Repairing Property Graphs under PG-Constraints
Christopher Spinrath, Angela Bonifati, Rachid Echahed
TL;DR
The paper tackles repairing property graphs under PG-Constraints by developing RGPC, a practical subset of RGPC-GPC constraints that support recursion and automata-based reasoning. It proposes a holistic repair pipeline that can delete nodes, edges, or labels, and compares three repair strategies: ILP, naive greedy, and LP-guided greedy, showing that label deletions can drastically reduce the total number of deletions (up to 59%) and that the LP-guided greedy often matches ILP quality with major runtime savings (up to 97%). Optional steps enable label deletions and neighborhood-based refinements to further balance repair quality and performance. The approach is validated on real-world datasets, including an investigative journalism graph, demonstrating effective repairs with practical gains in both accuracy and efficiency.
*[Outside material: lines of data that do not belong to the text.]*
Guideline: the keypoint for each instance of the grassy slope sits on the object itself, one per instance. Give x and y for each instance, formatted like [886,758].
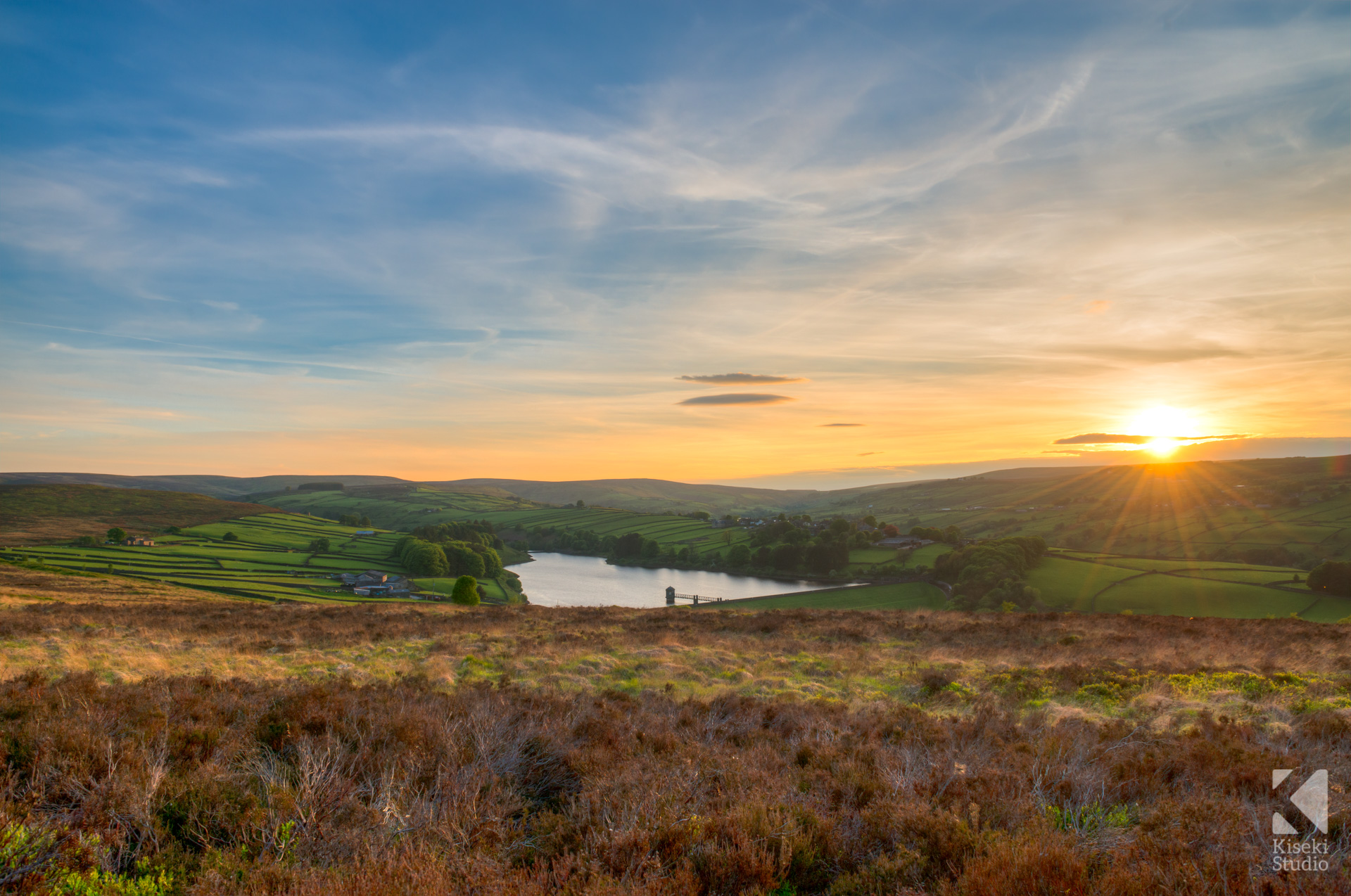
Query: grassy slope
[41,513]
[908,596]
[267,562]
[227,487]
[650,496]
[1065,508]
[1105,583]
[431,506]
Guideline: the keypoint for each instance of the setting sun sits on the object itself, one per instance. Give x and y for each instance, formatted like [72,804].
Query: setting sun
[1165,425]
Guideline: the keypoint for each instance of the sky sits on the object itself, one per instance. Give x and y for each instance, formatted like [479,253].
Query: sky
[797,245]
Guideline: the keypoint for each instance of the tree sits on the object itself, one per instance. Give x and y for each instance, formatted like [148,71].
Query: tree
[787,556]
[465,591]
[1331,577]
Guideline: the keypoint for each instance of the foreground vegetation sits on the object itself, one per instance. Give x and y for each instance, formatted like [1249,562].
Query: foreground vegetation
[205,745]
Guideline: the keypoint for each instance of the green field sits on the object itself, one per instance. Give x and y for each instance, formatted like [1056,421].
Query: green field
[907,596]
[1073,583]
[268,561]
[429,506]
[1107,583]
[1166,594]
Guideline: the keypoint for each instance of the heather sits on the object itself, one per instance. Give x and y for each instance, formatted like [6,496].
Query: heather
[234,746]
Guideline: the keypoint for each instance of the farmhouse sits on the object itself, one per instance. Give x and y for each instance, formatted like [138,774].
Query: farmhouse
[903,542]
[376,583]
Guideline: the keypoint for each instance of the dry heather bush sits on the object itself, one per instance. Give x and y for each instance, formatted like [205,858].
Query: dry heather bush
[238,786]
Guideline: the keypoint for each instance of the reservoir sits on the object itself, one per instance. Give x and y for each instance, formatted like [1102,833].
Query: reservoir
[568,580]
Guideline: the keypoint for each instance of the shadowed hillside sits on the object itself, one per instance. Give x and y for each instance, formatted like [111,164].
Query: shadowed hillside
[217,746]
[32,514]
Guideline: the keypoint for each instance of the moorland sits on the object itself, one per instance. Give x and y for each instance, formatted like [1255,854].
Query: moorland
[1201,539]
[163,740]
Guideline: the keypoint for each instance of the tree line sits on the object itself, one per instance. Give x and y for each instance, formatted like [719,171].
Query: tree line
[992,574]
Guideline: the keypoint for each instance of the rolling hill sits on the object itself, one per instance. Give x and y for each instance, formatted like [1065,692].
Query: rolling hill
[227,487]
[652,496]
[38,513]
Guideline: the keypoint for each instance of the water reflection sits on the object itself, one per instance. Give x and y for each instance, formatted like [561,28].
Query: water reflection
[566,580]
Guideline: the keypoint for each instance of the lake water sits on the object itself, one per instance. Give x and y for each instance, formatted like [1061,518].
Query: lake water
[568,580]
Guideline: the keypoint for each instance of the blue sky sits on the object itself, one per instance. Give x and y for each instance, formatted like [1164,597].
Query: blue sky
[445,241]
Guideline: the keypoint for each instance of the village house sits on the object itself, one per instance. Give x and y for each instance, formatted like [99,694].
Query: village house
[903,542]
[376,583]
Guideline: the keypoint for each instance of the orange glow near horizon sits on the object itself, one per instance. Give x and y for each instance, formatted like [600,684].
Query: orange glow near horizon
[1165,425]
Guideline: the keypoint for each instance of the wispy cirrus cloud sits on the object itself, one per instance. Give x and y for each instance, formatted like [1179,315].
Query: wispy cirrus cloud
[737,398]
[1120,439]
[741,380]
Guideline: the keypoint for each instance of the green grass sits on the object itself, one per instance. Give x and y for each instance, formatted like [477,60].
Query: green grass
[133,506]
[872,555]
[1254,577]
[1166,594]
[1328,609]
[260,564]
[927,556]
[908,596]
[1072,582]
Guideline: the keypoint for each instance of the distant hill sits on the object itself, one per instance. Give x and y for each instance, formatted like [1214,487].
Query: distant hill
[57,512]
[649,494]
[202,485]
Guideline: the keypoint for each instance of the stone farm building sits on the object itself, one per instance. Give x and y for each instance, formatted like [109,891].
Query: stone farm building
[373,583]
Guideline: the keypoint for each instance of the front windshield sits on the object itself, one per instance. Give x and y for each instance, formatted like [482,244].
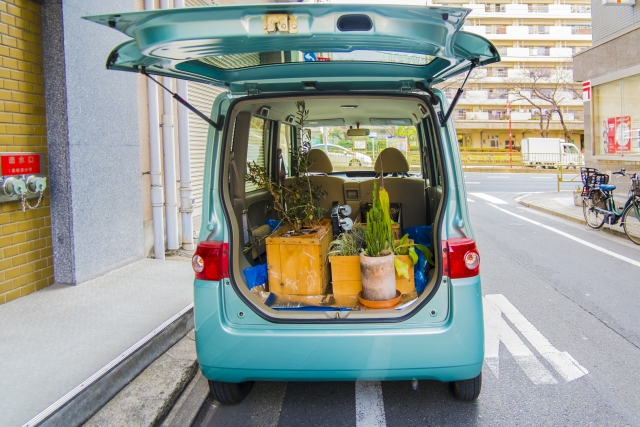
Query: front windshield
[360,152]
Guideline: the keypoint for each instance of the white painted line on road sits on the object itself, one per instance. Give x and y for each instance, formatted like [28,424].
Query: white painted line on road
[517,199]
[562,362]
[489,198]
[369,404]
[569,236]
[496,330]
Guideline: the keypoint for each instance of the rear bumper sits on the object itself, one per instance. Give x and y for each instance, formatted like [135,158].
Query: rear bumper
[233,352]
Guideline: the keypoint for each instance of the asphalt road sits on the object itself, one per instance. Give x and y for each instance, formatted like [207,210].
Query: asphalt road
[563,333]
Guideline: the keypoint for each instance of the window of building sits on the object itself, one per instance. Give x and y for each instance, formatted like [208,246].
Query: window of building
[258,135]
[616,117]
[494,141]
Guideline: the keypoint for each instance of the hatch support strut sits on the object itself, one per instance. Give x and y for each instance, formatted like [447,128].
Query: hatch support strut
[443,120]
[217,126]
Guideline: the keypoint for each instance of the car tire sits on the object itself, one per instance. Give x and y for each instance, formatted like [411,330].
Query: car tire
[229,393]
[466,390]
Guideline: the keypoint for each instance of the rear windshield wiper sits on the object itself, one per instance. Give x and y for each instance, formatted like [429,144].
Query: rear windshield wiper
[217,126]
[443,120]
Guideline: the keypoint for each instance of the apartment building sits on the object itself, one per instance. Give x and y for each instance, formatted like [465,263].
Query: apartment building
[612,67]
[536,39]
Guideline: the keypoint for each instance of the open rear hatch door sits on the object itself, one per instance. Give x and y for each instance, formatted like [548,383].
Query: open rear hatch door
[271,48]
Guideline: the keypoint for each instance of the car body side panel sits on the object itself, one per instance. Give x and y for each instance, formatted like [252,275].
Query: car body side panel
[452,350]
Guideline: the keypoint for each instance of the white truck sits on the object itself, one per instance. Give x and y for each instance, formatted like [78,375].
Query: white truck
[550,153]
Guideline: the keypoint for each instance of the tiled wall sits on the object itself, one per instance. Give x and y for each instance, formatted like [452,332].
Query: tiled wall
[26,262]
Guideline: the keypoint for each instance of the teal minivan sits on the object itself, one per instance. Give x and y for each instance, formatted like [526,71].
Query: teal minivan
[367,76]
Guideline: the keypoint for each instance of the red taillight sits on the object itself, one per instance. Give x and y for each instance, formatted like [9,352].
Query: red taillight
[460,258]
[211,260]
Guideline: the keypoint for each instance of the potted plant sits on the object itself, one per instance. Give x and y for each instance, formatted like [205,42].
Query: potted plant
[377,261]
[297,251]
[297,203]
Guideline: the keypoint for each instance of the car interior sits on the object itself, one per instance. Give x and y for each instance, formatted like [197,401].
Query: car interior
[264,131]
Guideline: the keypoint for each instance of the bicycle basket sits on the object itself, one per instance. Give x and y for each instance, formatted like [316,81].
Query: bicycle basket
[635,187]
[585,173]
[597,179]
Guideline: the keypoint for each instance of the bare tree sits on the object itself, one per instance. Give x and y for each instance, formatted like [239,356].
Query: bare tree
[546,90]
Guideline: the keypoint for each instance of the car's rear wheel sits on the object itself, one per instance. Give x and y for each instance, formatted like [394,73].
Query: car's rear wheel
[230,393]
[466,390]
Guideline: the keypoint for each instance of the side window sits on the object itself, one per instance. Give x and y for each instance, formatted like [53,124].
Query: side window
[435,170]
[258,135]
[285,145]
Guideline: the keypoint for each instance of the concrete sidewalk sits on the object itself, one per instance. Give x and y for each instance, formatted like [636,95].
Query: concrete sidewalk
[561,204]
[53,340]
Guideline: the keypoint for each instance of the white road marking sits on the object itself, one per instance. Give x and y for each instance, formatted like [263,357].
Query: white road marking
[517,199]
[496,330]
[562,362]
[489,198]
[569,236]
[369,404]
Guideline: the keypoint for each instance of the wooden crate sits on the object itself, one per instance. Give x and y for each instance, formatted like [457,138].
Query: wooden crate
[298,265]
[346,277]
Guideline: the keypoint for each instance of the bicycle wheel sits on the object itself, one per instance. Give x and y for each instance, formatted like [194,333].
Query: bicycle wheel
[631,222]
[594,218]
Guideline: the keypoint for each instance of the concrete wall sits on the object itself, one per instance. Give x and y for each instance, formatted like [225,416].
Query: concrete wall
[94,143]
[26,262]
[609,21]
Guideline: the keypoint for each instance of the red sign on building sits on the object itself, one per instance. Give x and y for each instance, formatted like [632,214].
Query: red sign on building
[20,164]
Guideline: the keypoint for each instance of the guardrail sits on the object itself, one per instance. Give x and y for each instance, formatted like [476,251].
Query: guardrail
[499,158]
[562,172]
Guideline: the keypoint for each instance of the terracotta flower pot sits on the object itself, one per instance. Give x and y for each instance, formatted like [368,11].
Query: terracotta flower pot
[378,277]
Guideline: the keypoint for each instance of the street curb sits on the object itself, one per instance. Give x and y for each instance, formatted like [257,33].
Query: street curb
[606,229]
[153,393]
[85,400]
[509,170]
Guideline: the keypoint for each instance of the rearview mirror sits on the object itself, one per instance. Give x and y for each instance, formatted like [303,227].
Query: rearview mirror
[358,132]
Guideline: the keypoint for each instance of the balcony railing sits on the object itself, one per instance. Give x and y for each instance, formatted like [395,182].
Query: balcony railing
[539,30]
[495,8]
[580,30]
[580,8]
[539,51]
[538,8]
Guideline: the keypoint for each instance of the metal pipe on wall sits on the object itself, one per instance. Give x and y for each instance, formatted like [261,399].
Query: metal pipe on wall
[157,197]
[186,193]
[169,151]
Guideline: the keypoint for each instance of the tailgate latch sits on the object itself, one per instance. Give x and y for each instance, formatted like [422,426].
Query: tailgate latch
[281,22]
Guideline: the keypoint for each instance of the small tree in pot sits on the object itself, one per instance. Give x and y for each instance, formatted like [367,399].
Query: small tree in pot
[297,203]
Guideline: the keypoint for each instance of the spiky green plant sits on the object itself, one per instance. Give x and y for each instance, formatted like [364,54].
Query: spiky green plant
[379,234]
[298,203]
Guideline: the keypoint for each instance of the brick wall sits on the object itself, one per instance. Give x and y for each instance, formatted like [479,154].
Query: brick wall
[26,262]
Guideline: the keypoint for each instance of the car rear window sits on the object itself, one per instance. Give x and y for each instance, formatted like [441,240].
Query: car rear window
[247,60]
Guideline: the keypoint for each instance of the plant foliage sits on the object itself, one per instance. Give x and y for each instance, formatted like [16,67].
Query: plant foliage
[297,203]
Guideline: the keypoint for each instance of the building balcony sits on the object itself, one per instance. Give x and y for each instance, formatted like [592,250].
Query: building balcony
[539,11]
[526,32]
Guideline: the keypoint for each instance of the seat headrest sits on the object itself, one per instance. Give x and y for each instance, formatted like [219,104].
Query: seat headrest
[391,160]
[320,162]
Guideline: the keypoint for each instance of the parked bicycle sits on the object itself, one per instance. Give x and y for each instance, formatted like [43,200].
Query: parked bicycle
[599,207]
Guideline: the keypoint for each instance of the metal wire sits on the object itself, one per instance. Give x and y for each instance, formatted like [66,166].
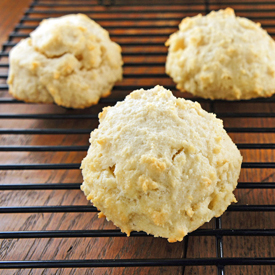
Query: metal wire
[169,18]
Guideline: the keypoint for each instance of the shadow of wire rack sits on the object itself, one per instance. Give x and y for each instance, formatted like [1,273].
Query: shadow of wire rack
[48,227]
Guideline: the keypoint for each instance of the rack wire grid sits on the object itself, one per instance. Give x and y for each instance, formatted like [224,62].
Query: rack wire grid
[48,227]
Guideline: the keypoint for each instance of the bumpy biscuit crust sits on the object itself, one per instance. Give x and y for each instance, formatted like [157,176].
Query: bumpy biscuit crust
[160,165]
[68,60]
[221,56]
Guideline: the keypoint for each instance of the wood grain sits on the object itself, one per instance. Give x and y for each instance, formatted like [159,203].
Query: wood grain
[122,247]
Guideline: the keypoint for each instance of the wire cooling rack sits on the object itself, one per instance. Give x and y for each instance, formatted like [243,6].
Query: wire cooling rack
[48,227]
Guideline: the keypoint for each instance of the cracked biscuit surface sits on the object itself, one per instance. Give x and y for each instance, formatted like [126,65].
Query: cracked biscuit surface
[221,56]
[68,60]
[160,164]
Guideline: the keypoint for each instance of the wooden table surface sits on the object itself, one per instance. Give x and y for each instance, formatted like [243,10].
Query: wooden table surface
[120,247]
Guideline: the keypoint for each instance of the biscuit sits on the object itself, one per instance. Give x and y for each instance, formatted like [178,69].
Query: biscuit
[160,164]
[68,60]
[221,56]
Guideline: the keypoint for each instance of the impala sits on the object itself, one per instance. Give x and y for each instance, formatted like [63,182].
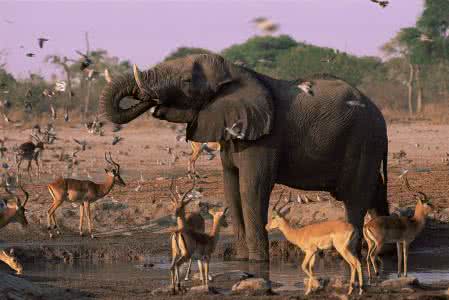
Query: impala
[197,149]
[396,229]
[29,151]
[83,192]
[193,221]
[12,213]
[320,236]
[187,244]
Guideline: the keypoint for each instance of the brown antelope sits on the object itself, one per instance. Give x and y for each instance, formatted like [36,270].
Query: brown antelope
[396,229]
[187,244]
[30,152]
[11,260]
[10,214]
[193,221]
[321,236]
[197,149]
[83,192]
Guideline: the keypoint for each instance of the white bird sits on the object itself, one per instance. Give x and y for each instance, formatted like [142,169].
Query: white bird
[403,173]
[306,87]
[355,103]
[425,38]
[235,131]
[265,25]
[60,86]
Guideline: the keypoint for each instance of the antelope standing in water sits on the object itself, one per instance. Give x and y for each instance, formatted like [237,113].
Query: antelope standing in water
[13,213]
[197,149]
[393,229]
[193,221]
[187,244]
[320,236]
[83,192]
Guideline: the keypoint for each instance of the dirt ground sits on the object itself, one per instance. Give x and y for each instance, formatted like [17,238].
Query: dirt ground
[132,222]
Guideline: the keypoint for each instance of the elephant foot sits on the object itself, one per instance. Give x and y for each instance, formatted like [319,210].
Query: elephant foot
[261,254]
[241,251]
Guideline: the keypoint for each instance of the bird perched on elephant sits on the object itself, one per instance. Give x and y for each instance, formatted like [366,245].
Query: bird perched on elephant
[310,141]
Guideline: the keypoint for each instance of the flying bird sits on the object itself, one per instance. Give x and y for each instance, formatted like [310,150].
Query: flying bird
[91,74]
[306,87]
[116,127]
[235,131]
[86,62]
[425,38]
[41,42]
[107,76]
[82,143]
[116,139]
[382,3]
[28,107]
[328,59]
[265,25]
[60,86]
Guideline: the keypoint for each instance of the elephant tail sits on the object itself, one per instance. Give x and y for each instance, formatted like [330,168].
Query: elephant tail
[383,207]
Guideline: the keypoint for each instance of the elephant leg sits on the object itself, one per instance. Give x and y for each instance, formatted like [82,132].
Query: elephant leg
[380,204]
[358,184]
[256,183]
[232,197]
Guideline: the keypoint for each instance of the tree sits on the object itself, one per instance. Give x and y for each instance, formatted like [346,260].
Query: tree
[260,52]
[63,62]
[184,51]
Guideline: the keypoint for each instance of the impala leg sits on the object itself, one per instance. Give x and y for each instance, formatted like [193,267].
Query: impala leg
[399,246]
[28,170]
[311,264]
[192,162]
[200,267]
[173,274]
[38,169]
[19,162]
[186,278]
[51,218]
[81,220]
[206,271]
[179,261]
[354,265]
[368,255]
[89,217]
[374,256]
[304,266]
[405,248]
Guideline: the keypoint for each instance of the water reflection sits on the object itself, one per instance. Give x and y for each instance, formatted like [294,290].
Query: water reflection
[428,266]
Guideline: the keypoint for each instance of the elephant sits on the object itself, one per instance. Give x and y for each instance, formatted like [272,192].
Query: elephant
[333,139]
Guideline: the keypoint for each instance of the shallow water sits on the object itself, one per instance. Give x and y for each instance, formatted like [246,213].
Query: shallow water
[429,266]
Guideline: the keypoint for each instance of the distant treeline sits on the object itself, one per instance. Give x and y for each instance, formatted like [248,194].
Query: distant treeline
[413,75]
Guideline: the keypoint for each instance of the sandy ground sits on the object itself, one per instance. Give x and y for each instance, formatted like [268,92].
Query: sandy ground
[132,222]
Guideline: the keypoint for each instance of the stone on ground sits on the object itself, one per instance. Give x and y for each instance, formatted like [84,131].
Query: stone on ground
[257,285]
[13,287]
[398,283]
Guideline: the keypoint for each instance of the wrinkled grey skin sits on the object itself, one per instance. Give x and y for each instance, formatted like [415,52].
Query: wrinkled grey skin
[334,140]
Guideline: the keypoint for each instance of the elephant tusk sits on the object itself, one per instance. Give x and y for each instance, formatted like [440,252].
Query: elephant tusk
[137,77]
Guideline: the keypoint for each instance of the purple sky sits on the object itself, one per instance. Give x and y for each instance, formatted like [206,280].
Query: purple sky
[146,31]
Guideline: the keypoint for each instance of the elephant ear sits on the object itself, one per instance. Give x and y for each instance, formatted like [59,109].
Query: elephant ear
[241,110]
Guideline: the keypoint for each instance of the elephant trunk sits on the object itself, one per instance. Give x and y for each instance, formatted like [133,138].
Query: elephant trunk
[114,93]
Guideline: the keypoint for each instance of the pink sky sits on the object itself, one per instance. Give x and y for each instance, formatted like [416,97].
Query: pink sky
[146,31]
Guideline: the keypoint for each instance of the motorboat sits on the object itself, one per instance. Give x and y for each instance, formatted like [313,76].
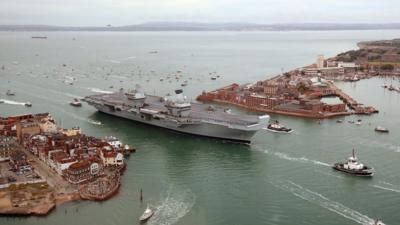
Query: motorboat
[381,129]
[277,128]
[354,167]
[76,102]
[146,215]
[378,222]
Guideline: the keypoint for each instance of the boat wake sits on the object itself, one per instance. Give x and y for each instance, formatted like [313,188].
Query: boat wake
[322,201]
[329,174]
[372,143]
[97,90]
[302,159]
[175,205]
[10,102]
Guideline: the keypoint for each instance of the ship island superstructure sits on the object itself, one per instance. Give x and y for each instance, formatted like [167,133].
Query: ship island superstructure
[177,114]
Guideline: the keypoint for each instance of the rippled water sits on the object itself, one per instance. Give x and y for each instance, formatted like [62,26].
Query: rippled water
[279,179]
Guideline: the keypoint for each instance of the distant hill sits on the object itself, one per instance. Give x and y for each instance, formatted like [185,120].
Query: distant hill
[186,26]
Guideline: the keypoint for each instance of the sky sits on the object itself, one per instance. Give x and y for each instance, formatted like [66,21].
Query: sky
[128,12]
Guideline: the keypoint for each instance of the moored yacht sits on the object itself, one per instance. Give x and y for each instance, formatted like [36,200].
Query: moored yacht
[381,129]
[277,128]
[10,93]
[378,222]
[354,167]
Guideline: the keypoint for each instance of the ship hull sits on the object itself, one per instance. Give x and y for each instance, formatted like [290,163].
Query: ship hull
[209,130]
[360,173]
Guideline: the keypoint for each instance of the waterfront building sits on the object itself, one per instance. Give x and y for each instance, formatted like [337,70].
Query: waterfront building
[75,131]
[47,126]
[82,171]
[19,162]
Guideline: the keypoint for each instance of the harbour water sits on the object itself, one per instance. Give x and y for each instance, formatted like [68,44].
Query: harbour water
[279,179]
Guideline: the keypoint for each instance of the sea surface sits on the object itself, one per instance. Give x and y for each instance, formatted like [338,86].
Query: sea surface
[279,179]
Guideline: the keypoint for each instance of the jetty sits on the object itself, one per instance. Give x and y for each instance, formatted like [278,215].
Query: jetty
[357,107]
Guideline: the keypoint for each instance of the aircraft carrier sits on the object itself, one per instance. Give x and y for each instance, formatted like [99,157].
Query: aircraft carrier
[177,114]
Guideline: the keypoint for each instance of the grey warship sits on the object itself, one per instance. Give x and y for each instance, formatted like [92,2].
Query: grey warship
[177,114]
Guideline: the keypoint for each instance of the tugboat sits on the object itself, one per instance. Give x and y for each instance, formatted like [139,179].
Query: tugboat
[381,129]
[354,167]
[277,128]
[76,103]
[146,215]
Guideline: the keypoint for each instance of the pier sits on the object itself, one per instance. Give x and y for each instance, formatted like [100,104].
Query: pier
[358,108]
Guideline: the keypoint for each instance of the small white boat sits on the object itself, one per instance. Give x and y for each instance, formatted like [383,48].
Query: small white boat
[76,103]
[10,93]
[378,222]
[146,214]
[95,122]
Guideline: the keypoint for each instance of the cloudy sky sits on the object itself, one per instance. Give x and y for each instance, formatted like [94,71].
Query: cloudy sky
[126,12]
Overall, the work provides a rigorous framework for constraint-aware graph repair and offers scalable algorithms with practical impact for ensuring data integrity in property graphs.
Abstract
Recent standardization efforts for graph databases lead to standard query languages like GQL and SQL/PGQ, and constraint languages like Property Graph Constraints (PG-Constraints). In this paper, we embark on the study of repairing property graphs under PG-Constraints. We identify a significant subset of PG-Constraints, encoding denial constraints and including recursion as a key feature, while still permitting automata-based structural analyses of errors. We present a comprehensive repair pipeline for these constraints to repair Property Graphs, involving changes in the graph topology and leading to node, edge and, optionally, label deletions. We investigate three algorithmic strategies for the repair procedure, based on Integer Linear Programming (ILP), a naive, and an LP-guided greedy algorithm. Our experiments on various real-world datasets reveal that repairing with label deletions can achieve a 59% reduction in deletions compared to node/edge deletions. Moreover, the LP-guided greedy algorithm offers a runtime advantage of up to 97% compared to the ILP strategy, while matching the same quality.